If the CLT did hold, we’d have a normal distribution with a mean of 3 and a standard error of 0.8165 (=√6/3). Let’s see what we get:
# Let's sample 9 observations 100,000 times
means2<- do(100000) * mean(rchisq(n=9, df=3))
# Let's plot the sampling distribution
densityplot(~result, data=means2, col="steelblue", plot.points = FALSE, lwd=1)
# and add the theoretical distribution we should get from the CLT
plotDist("norm", params=list(mean=3, sd=(6^.5/3)), col="red", lwd=1, add=TRUE)
# Let's find the mean and standard error
mean(means2)
## [1] 3
sd(means2)
## [1] 0.8174
The (red) theoretical results (assuming the CLT holds) differ from what we got from our simulation. This demonstrates that the CLT did not hold in this case.
This time, let’s repeatedly take samples of size n=100 from this population. Since our sample size is relatively large, we expect the CLT to hold. We expect a mean of 3 and a standard error of .24495 (√6/10).

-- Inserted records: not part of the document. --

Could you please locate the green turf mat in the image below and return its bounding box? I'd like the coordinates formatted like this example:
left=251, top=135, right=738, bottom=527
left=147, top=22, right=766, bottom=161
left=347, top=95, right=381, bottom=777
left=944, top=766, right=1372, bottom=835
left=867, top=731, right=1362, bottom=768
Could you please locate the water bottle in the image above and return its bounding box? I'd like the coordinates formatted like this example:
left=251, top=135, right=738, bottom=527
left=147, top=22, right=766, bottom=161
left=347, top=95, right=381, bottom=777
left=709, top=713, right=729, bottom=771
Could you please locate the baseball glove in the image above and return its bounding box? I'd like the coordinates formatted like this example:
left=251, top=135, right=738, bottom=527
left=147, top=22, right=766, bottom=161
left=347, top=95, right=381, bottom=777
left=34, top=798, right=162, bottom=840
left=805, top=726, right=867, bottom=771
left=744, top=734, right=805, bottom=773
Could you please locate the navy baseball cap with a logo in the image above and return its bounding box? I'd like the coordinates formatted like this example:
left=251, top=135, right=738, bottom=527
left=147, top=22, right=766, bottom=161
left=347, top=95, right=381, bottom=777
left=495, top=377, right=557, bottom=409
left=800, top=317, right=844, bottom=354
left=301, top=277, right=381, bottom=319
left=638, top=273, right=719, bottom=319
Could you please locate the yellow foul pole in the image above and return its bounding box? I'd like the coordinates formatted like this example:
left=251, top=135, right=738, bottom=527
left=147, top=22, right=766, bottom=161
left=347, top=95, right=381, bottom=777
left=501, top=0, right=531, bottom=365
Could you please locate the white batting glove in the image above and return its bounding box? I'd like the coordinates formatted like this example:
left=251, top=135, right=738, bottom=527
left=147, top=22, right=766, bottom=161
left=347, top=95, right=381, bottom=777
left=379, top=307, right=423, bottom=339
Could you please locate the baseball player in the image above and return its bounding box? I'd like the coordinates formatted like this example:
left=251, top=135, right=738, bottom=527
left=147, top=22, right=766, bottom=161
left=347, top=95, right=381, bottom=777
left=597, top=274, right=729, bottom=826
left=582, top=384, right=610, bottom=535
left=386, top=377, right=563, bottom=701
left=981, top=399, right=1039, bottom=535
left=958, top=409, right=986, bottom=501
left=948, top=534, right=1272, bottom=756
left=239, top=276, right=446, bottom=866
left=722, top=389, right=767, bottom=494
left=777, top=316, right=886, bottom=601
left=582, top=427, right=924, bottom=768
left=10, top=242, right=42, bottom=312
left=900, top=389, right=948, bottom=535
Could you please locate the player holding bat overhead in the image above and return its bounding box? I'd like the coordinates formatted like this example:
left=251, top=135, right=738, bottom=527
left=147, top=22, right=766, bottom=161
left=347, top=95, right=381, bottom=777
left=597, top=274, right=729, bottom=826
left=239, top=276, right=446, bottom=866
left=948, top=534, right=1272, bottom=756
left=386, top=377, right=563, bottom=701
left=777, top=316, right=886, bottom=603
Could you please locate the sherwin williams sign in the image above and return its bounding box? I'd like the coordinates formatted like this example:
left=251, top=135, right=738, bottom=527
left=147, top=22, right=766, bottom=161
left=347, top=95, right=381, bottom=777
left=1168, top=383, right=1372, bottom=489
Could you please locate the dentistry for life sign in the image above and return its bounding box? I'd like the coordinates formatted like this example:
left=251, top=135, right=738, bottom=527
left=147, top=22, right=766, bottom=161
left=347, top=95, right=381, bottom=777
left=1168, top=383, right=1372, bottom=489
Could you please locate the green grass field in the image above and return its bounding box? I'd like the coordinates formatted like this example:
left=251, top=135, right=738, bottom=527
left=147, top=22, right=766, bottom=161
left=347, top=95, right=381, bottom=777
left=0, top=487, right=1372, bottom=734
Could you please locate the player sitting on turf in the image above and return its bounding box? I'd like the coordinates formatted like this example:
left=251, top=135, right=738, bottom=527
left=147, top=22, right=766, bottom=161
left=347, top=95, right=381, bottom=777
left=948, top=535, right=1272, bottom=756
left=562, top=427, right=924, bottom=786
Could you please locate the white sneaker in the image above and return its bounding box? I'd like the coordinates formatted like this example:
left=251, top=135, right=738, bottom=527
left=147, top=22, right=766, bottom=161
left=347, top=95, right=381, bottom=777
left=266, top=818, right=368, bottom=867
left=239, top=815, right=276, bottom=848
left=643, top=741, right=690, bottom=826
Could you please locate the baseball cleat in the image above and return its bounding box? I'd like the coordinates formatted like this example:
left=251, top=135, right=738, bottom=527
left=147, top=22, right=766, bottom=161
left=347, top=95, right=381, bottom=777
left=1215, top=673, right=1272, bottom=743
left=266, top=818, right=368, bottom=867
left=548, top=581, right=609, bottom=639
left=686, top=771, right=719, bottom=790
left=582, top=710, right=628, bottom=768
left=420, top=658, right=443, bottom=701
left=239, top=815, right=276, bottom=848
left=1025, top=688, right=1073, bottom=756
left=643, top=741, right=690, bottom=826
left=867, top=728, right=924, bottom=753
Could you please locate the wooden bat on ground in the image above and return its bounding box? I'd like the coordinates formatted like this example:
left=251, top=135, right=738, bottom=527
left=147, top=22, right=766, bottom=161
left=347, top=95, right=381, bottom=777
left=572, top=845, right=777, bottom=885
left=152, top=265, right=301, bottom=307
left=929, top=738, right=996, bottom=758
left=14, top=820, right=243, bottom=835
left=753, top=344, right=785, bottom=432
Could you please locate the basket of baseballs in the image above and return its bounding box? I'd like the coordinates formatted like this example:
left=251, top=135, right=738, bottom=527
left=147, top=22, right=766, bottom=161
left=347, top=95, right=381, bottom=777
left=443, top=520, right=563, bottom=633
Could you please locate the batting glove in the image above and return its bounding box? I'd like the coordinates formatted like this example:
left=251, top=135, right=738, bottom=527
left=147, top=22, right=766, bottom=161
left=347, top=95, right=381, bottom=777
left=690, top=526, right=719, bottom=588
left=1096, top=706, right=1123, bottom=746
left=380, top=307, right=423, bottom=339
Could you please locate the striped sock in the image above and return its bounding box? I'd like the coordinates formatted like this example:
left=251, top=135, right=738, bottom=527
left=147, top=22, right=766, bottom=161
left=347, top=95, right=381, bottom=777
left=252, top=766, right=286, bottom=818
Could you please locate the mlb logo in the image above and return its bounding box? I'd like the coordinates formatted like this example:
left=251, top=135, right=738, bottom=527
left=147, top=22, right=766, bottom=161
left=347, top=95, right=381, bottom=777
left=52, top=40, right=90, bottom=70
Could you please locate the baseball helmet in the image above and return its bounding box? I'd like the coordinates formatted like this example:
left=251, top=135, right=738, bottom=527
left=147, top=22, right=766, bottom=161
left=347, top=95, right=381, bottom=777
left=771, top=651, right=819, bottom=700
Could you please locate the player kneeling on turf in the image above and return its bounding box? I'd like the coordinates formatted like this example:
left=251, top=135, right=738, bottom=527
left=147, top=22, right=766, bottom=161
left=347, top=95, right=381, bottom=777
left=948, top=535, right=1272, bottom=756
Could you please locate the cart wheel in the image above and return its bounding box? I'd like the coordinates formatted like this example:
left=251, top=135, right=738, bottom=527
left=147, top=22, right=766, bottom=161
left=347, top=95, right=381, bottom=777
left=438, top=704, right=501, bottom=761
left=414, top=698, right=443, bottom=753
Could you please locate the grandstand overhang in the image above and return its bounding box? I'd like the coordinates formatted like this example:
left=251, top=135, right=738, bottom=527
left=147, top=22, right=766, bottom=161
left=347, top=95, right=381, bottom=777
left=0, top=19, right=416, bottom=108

# Let's sample 100 observations 100,000 times
means3<- do(100000) * mean(rchisq(n=100, df=3))
# Let's plot the sampling distribution
densityplot(~result, data=means3, col="steelblue", plot.points = FALSE, lwd=1)
# and add the theoretical distribution we should get from the CLT
plotDist("norm", params=list(mean=3, sd=(6^.5/10)), col="red", lwd=1, add=TRUE)
# Let's find the mean and standard error
mean(means3)
## [1] 3
sd(means3)
## [1] 0.2449
The theoretical results are very close to our simulated results. This shows a sample size of n=100 may be enough to give us a good approximation to a normal distribution.